Product of Array Except Self - Read / Write

Given an array nums of n integers where n > 1, return an array output such that output[i] is equal to the product of all the elements of nums except nums[i].

Example:

Input:[1,2,3,4]
Output:[24,12,8,6]

Problem link: Product of Array Except Self

Solution:

Let’s start with a brute-force solution.

public int[] productExceptSelf(int[] nums) {
    int[] arr = new int[nums.length];
    for(int i = 0; i < nums.length; i++) {
        int mul = 1;
        for (int j = 0; j < nums.length; j++) {
            if(i == j) {
                continue;
            }
            mul *= nums[j];
        }
        arr[i] = mul;
    }
    return arr;
}

Clearly, this is not an efficient solution and the time complexity for this solution is O(n²)

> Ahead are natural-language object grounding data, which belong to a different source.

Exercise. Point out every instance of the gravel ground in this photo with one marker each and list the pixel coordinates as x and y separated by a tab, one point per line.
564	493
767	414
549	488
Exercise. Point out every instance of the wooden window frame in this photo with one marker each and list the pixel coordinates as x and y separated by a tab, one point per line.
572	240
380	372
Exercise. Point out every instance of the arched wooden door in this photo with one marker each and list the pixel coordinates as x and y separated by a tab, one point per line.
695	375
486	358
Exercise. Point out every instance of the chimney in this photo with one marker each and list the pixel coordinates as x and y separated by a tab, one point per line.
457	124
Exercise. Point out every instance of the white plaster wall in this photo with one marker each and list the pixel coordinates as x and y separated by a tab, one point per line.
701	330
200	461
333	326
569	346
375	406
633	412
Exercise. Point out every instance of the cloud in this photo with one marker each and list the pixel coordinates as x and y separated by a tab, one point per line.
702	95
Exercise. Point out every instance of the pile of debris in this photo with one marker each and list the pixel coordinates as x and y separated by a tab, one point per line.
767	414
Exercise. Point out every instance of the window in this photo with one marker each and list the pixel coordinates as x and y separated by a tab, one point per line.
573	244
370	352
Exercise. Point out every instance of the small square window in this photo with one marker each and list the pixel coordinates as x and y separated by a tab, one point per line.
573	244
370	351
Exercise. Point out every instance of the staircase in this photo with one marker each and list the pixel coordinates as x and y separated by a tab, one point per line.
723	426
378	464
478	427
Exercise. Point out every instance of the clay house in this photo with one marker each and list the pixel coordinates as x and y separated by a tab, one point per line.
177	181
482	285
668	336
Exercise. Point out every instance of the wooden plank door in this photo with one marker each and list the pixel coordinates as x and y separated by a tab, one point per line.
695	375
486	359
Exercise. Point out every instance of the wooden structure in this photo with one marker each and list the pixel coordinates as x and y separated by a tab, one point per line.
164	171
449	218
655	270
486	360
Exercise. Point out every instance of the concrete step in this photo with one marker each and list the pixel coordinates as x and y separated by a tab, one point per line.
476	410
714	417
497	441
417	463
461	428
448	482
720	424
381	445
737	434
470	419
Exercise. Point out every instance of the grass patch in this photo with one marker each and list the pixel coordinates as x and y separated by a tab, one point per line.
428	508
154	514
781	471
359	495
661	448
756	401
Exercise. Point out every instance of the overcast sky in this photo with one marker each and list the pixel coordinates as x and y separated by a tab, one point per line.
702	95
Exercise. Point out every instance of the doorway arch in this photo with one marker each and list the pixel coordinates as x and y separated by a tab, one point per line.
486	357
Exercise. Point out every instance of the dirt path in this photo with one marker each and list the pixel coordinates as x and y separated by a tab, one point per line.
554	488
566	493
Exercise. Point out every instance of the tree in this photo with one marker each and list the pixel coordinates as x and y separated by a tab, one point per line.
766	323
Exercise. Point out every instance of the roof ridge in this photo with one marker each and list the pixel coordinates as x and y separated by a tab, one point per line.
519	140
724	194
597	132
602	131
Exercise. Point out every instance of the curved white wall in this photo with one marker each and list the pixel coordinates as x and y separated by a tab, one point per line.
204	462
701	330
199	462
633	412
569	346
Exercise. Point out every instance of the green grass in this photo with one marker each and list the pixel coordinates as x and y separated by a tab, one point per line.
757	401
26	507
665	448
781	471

We can improve the implementation using the help of division. We can get the total multiplication value and for each element we divide the item.

public int[] productExceptSelf(int[] nums) {
    int mul = 1;
    for(int i = 0; i < nums.length; i++) {
        mul *= nums[i];
    }
    
    for (int i = 0; i < nums.length; i++) {
        nums[i] = mul / nums[i];
    }
    return nums;
}

This solution seems okay. But we missed an important edge case here. The existence of zero(0). If there is any input 0, it will cause division by zero exception.

To solve the division by zero exception, we can think of two use cases

1. One 0 exists in the input
2. 0 exists more than once.

For the use case for 0 existing more than once, we can easily define the result array will have all zeroes inside.

But, if we have only one 0, then we will only get output for that item only.

Input:[1,2,0,4,5]
Output:[0,0,40,0,0]

we can solve the problem using zero counter easily.

public int[] productExceptSelf(int[] nums) {
    int mul = 1, countZero = 0;
    for(int i = 0; i < nums.length; i++) {
        if(nums[i] == 0) {
            countZero++;
        } else {
            mul *= nums[i];
        }
    }
    if(countZero > 1) {
        return new int[nums.length];
    }
    for (int i = 0; i < nums.length; i++) {
        if(countZero > 0) {
            if(nums[i] == 0) nums[i] = mul;
            else nums[i] = 0;
        } else {
            nums[i] = mul / nums[i];
        }
    }
    return nums;
}

There is a note in the problem

**Note: **Please solve it without division and in O(n).

To solve without division, we first need to find pattern of the problem. Let’s find it with provided example input.

Input:[1,2,3,4]
Output:[24,12,8,6]

We can distribute the input in left and right section, so that we can multiply left and right to get our result.

Index: 0
Nums[Index] = 1 (default)
Left[Index] = 1
Right[Index] = 2 * 3 * 4 = 24
Result[Index] = Left[Index] * Right[Index] = 1 * 24 = 24

Index: 1
Nums[Index] = 2
Left[Index] = 1
Right[Index] = 3 * 4 = 12
Result[Index] = Left[Index] * Right[Index] = 1 * 12 = 12

Index: 2
Nums[Index] = 3
Left[Index] = 1 * 2 = 2
Right[Index] = 4
Result[Index] = Left[Index] * Right[Index] = 4 * 2 = 8

Index: 3
Nums[Index] = 4
Left[Index] = 1 * 2 * 3 = 6
Right[Index] = 1 (default)
Result[Index] = Left[Index] * Right[Index] = 6 * 1 = 6

To generate our left array

left[i] = left[i - 1] * hums[i - 1]

And our right array

right[i] = right[i + 1] * hums[i + 1]

So, our solution will be

public int[] productExceptSelf(int[] nums) {
    int[] left = new int[nums.length];
    left[0] = 1;
    for (int i = 1; i < nums.length; i++) {
        left[i] = left[i - 1] * nums[i - 1];
    }
    int[] right = new int[nums.length];
    right[nums.length - 1] = 1;
    for (int i = nums.length - 2; i >= 0; i--) {
        right[i] = right[i + 1] * nums[i + 1];
    }
    for (int i = 0; i < nums.length; i++) {
        nums[i] = left[i] * right[i];
    }
    return nums;
}

Please share any other better solution for this problem.